Pour Shih Kai-hsuan [施愷軒], il n’existe rien de plus fascinant que de créer et de faire fonctionner un robot. Alors que les grandes vacances débutaient, lui et d’autres membres du Club de robotique du Lycée Shi Yuan de Taichung, dans le centre de l’île, sont retournés en classe pour préparer les concours de robots. « Nous avons passé tout notre été à étudier différents composants comme les moteurs et les capteurs et à imaginer des solutions, on s’est vraiment bien amusés ! », raconte-t-il.
Fondé en 2011, le club de robotique de Shi Yuan a déjà obtenu une certaine reconnaissance internationale. L’année dernière, il s’est arrogé la troisième place chez les lycéens du concours classique lors de l’Olympiade mondiale des robots, qui avait lieu à Sotchi, en Russie. Organisée pour la première fois en 2004 à Singapour, la compétition se décline en quatre catégories. Les équipes doivent d’abord se qualifier à l’issue de concours organisés dans leur pays d’origine. Dans la catégorie « open », par exemple, les participants doivent construire un robot selon un thème choisi. Dans celle appelée « classique », il est demandé de créer un robot qui puisse accomplir une tâche donnée.

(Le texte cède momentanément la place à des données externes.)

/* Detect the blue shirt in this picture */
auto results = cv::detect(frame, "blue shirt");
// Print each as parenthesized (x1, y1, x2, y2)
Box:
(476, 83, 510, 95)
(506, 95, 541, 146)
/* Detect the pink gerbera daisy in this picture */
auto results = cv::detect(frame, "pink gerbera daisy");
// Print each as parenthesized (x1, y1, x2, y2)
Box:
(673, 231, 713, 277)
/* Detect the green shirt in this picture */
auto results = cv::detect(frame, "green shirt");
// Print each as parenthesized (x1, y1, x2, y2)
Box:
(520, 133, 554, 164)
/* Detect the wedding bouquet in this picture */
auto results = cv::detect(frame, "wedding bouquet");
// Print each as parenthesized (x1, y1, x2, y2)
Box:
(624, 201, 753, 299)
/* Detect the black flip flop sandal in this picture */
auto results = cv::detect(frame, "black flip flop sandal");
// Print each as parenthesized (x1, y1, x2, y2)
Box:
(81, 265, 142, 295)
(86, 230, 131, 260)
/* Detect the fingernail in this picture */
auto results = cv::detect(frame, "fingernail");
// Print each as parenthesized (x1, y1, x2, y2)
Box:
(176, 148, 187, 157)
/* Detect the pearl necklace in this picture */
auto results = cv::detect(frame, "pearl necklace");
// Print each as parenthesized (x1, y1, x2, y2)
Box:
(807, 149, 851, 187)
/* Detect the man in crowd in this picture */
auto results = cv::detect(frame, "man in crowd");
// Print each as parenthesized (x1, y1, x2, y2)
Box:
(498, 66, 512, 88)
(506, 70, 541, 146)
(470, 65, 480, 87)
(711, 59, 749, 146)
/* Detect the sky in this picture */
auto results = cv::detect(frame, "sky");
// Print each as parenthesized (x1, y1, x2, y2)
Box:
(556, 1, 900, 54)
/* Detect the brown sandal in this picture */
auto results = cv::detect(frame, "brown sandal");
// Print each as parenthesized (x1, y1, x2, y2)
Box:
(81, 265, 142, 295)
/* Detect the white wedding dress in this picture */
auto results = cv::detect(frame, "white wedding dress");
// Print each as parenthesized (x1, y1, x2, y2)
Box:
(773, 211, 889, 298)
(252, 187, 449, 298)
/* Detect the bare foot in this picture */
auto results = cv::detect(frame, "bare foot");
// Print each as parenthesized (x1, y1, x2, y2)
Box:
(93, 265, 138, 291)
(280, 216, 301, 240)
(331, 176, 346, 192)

L’intérêt pour la robotique s’est développé ces dernières années à Taiwan, et beaucoup d’universitaires se sont lancés dans l’exploration de ce nouveau champ d’étude. Cela a décollé après l’Exposition internationale spécialisée de 2005 qui s’est tenue dans la préfecture d’Aichi au Japon, raconte Kuo Chung-hsien [郭重顯] qui enseigne l’ingénierie électrique à l’Université nationale des sciences et technologies de Taiwan (NTUST), à Taipei. « L’exposition a montré une variété incroyable de robots du meilleur niveau. Beaucoup d’universitaires taiwanais ont fait le déplacement et en sont rentrés très enthousiastes. Ils ont cherché à en apprendre plus sur les robots et ont ensuite transmis cette passion à leurs élèves, explique-t-il. Avec la hausse récente de la demande mondiale pour des machines industrielles intelligentes, un nombre croissant de jeunes gens sont motivés par une carrière dans ce domaine. »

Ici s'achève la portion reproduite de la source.